What they really want to emphasize is that rebuilding a real-world software system from scratch is itself a highly useful, long-time-span complex task. If a model can truly reason through and complete such tasks, this ability will likely generalize to many other engineering scenarios.
Another type of controversy is more interesting. Some people complained: “Even humans can’t rewrite FFmpeg from scratch. This benchmark is simply unreasonable.”
Deedy Das responded: So what? Today, many LLMs can do things that average humans cannot.
The goal of a benchmark is never to simulate the average ability of ordinary people, but to push models toward higher levels of intelligence. “Humans can’t do it” doesn’t mean the benchmark has no value. For example, AlphaGo plays Go better than the vast majority of humans, but that didn’t stop it from advancing AI. Similarly, a benchmark that sits far above the ability boundary of ordinary engineers may be the exact problem future Agent systems must conquer.
Of course, he admits ProgramBench still has many flaws. For example, it currently doesn’t test complete agent harnesses like Claude Code or Codex. It only counts whether the task is finished, without finely measuring progress. It also restricts internet access to avoid obvious cheating.
What’s Truly Important
What’s truly important is that ProgramBench is the first to pull AI coding evaluation from the function level up to the system level.
What it exposes is the biggest gap in the entire industry right now: Real software development has never been about writing one function. It’s about how to create an engineering system that can be maintained, extended, and collaborated on by a team.
Today’s large models are already very good at generating local code. But they still lack the ability to maintain complex systems in a long-term, consistent, and stable manner.
That’s why you’ll find that recently, the entire industry has started frantically researching a new set of keywords: memory, agents, repo-level reasoning, long-horizon planning, autonomous software engineering.

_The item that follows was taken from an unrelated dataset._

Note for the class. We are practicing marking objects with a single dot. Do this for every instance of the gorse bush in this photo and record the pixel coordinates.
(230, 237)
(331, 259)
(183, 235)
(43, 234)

Because the competition in the next stage may no longer be about who can generate longer code in one go. It might be about who can maintain a living software system continuously and stably over long periods of time, multiple rounds of interaction, and complex contexts.
As AI moves forward, the challenge has shifted from “Can you write this function?” to “Can you build and maintain this entire system?”

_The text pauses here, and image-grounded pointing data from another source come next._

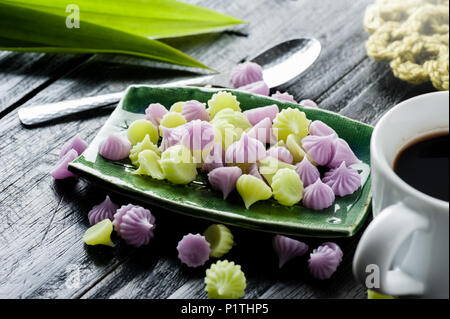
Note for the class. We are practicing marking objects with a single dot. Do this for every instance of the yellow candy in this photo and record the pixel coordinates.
(172, 119)
(177, 165)
(146, 144)
(99, 234)
(139, 129)
(177, 107)
(252, 189)
(269, 166)
(220, 239)
(290, 121)
(149, 165)
(287, 187)
(235, 118)
(293, 144)
(220, 101)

The 0% completion rate isn’t a failure—it’s a wake-up call. It tells us exactly where the frontier lies. And that frontier isn’t about better syntax or faster completion. It’s about developing true engineering intelligence that can plan, organize, and sustain complex systems over time.
The industry has officially entered the era of system-level AI coding. And the race to build models that can truly engineer software—not just write code—has only just begun.